The spotted bass is also often confused with a smallmouth bass (or "smally" for short), but it lacks the vertical bars that are present on the sides of a smallmouth's body. The spotted bass also has small black spots below the lateral line unlike either the large or smallmouth bass. Juveniles often resemble the young smallmouth bass in having a broad band of orange at the base of the tail, followed by a broad black band and white edge. The spotted bass is known to hybridize with the smallmouth, which sometimes makes identification difficult. Spotted bass can be found in deeper water than smallmouth bass, at depths up to 100 ft.
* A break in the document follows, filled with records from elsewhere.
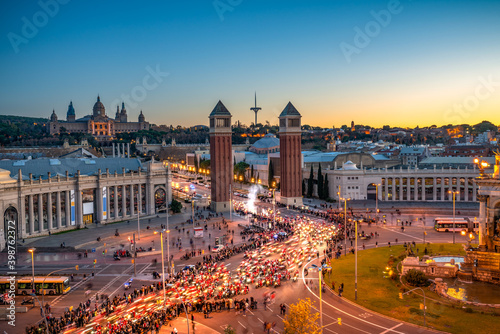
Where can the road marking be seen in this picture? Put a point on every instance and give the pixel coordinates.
(342, 311)
(391, 329)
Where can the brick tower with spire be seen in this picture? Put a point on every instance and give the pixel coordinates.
(221, 160)
(290, 156)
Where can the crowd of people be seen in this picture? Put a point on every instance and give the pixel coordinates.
(208, 287)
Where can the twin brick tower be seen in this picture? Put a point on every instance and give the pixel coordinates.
(221, 157)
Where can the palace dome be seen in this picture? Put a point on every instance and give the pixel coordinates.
(99, 109)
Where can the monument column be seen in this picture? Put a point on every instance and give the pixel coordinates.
(394, 192)
(49, 211)
(221, 158)
(58, 209)
(32, 215)
(434, 189)
(290, 156)
(482, 221)
(67, 206)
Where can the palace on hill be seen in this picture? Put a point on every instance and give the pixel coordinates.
(98, 124)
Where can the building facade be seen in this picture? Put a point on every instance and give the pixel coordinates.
(401, 184)
(58, 202)
(98, 124)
==Distribution and habitat==
Spotted bass seem to be segregated by habitat type from closely related species such as the largemouth and smallmouth bass. They tend to be found in areas with more water current than the largemouth, and usually inhabit areas that are too warm, turbid and sluggish for smallmouth bass. They usually occur around aquatic vegetation, submerged logs, and rock or riprap walls in small to large flowing streams, rivers, and reservoirs. Spotted bass are distributed throughout the Ohio River basin as well as the central and lower Mississippi River basin. The species may be found in Gulf Coast states from Texas east to Florida. Spotted bass are native to portions of East Texas, particularly in the Sabine, Neches and Cypress Rivers.

==Diet==
Spotted bass usually feed on small fishes, crayfish and aquatic insects. The young begin with copepods and other small crustaceans and soon begin to eat insects. The spotted bass' diet falls in between the largemouth and smallmouth bass. It isn't nearly as predatory as the largemouth and only consumes about half the amount of the fish. Like all bass the spotted bass feeds by opening its mouth and creating a negative pressure that sucks in the prey.
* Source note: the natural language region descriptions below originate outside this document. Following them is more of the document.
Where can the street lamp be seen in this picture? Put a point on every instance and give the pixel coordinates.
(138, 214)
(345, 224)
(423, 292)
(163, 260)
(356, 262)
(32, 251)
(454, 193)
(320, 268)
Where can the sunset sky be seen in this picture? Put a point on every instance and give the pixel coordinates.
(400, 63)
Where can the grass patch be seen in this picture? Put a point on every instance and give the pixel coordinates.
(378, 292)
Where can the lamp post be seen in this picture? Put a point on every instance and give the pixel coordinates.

==Reproduction and life cycle==
The spotted bass can live approximately six years. Spawning occurs from April to May in habitat similar to that used by smallmouth. The males build their nest in gravel or other substrate, then entices a female to deposit her eggs. The males guard the eggs until they disperse. Several spotted and smallmouth bass hybrids have been collected recently in area reservoirs suggesting there is occasionally competition between the two species for spawning habitat.

==Importance to humans==
The spotted bass is a popular game fish that is fished regularly. In this context spotted bass is a good food fish for human consumption.

==Invasive species==
The spotted bass was introduced to the Thee River, Olifants‐Doring River system, Western Cape Province, South Africa, as game fish before 2007, and is now rated as an invasive species. The population was successfully eradicated in 2014, where gillnets and hand nets were used to remove the majority of the stock, while individuals were also caught by spearguns, seine nets and backpack electrofishing. The spotted bass was held responsible for a decline in abundance of native fiery redfin (Pseudobarbus phlegethon Barnard, 1938) and Cape galaxias (Galaxias zebratus Castelnau, 1861).